[PATCH 1/2] arm64: atomics: fix use of acquire + release for full barrier semantics

public inbox for linux-arm-kernel@lists.infradead.org 
 help / color / mirror / Atom feed

From: catalin.marinas@arm•com (Catalin Marinas)
To: linux-arm-kernel@lists•infradead.org
Subject: [PATCH 1/2] arm64: atomics: fix use of acquire + release for full barrier semantics
Date: Wed, 19 Feb 2014 17:05:15 +0000	[thread overview]
Message-ID: <20140219170515.GE22252@arm.com> (raw)
In-Reply-To: <1391516953-14541-1-git-send-email-will.deacon@arm.com>

On Tue, Feb 04, 2014 at 12:29:12PM +0000, Will Deacon wrote:
> Linux requires a number of atomic operations to provide full barrier
> semantics, that is no memory accesses after the operation can be
> observed before any accesses up to and including the operation in
> program order.
> 
> On arm64, these operations have been incorrectly implemented as follows:
> 
> 	// A, B, C are independent memory locations
> 
> 	<Access [A]>
> 
> 	// atomic_op (B)
> 1:	ldaxr	x0, [B]		// Exclusive load with acquire
> 	<op(B)>
> 	stlxr	w1, x0, [B]	// Exclusive store with release
> 	cbnz	w1, 1b
> 
> 	<Access [C]>
> 
> The assumption here being that two half barriers are equivalent to a
> full barrier, so the only permitted ordering would be A -> B -> C
> (where B is the atomic operation involving both a load and a store).
> 
> Unfortunately, this is not the case by the letter of the architecture
> and, in fact, the accesses to A and C are permitted to pass their
> nearest half barrier resulting in orderings such as Bl -> A -> C -> Bs
> or Bl -> C -> A -> Bs (where Bl is the load-acquire on B and Bs is the
> store-release on B).

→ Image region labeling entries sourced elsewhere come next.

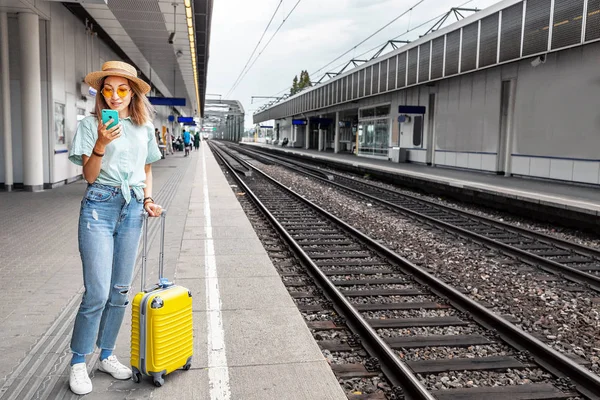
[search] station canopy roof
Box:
[0,0,213,116]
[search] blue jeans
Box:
[71,183,143,354]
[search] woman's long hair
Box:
[94,78,154,126]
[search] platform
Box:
[0,143,346,400]
[242,143,600,228]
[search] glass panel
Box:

This is a clear violation of the full barrier
> requirement.
> 
> The simple way to fix this is to implement the same algorithm as ARMv7
> using explicit barriers:
> 
> 	<Access [A]>
> 
> 	// atomic_op (B)
> 	dmb	ish		// Full barrier
> 1:	ldxr	x0, [B]		// Exclusive load
> 	<op(B)>
> 	stxr	w1, x0, [B]	// Exclusive store
> 	cbnz	w1, 1b
> 	dmb	ish		// Full barrier
> 
> 	<Access [C]>
> 
> but this has the undesirable effect of introducing *two* full barrier
> instructions. A better approach is actually the following, non-intuitive
> sequence:
> 
> 	<Access [A]>
> 
> 	// atomic_op (B)
> 1:	ldxr	x0, [B]		// Exclusive load
> 	<op(B)>
> 	stlxr	w1, x0, [B]	// Exclusive store with release
> 	cbnz	w1, 1b
> 	dmb	ish		// Full barrier
> 
> 	<Access [C]>
> 
> The simple observations here are:
> 
>   - The dmb ensures that no subsequent accesses (e.g. the access to C)
>     can enter or pass the atomic sequence.
> 
>   - The dmb also ensures that no prior accesses (e.g. the access to A)
>     can pass the atomic sequence.
> 
>   - Therefore, no prior access can pass a subsequent access, or
>     vice-versa (i.e. A is strictly ordered before C).
> 
>   - The stlxr ensures that no prior access can pass the store component
>     of the atomic operation.
> 
> The only tricky part remaining is the ordering between the ldxr and the
> access to A, since the absence of the first dmb means that we're now
> permitting re-ordering between the ldxr and any prior accesses.
> 
> From an (arbitrary) observer's point of view, there are two scenarios:
> 
>   1. We have observed the ldxr. This means that if we perform a store to
>      [B], the ldxr will still return older data. If we can observe the
>      ldxr, then we can potentially observe the permitted re-ordering
>      with the access to A, which is clearly an issue when compared to
>      the dmb variant of the code. Thankfully, the exclusive monitor will
>      save us here since it will be cleared as a result of the store and
>      the ldxr will retry. Notice that any use of a later memory
>      observation to imply observation of the ldxr will also imply
>      observation of the access to A, since the stlxr/dmb ensure strict
>      ordering.
> 
>   2. We have not observed the ldxr. This means we can perform a store
>      and influence the later ldxr. However, that doesn't actually tell
>      us anything about the access to [A], so we've not lost anything
>      here either when compared to the dmb variant.
> 
> This patch implements this solution for our barriered atomic operations,
> ensuring that we satisfy the full barrier requirements where they are
> needed.
> 
> Cc: <stable@vger•kernel.org>
> Cc: Catalin Marinas <catalin.marinas@arm•com>
> Cc: Peter Zijlstra <peterz@infradead•org>
> Signed-off-by: Will Deacon <will.deacon@arm•com>

Reviewed-by: Catalin Marinas <catalin.marinas@arm•com>

     prev parent reply	other threads:[~2014-02-19 17:05 UTC|newest]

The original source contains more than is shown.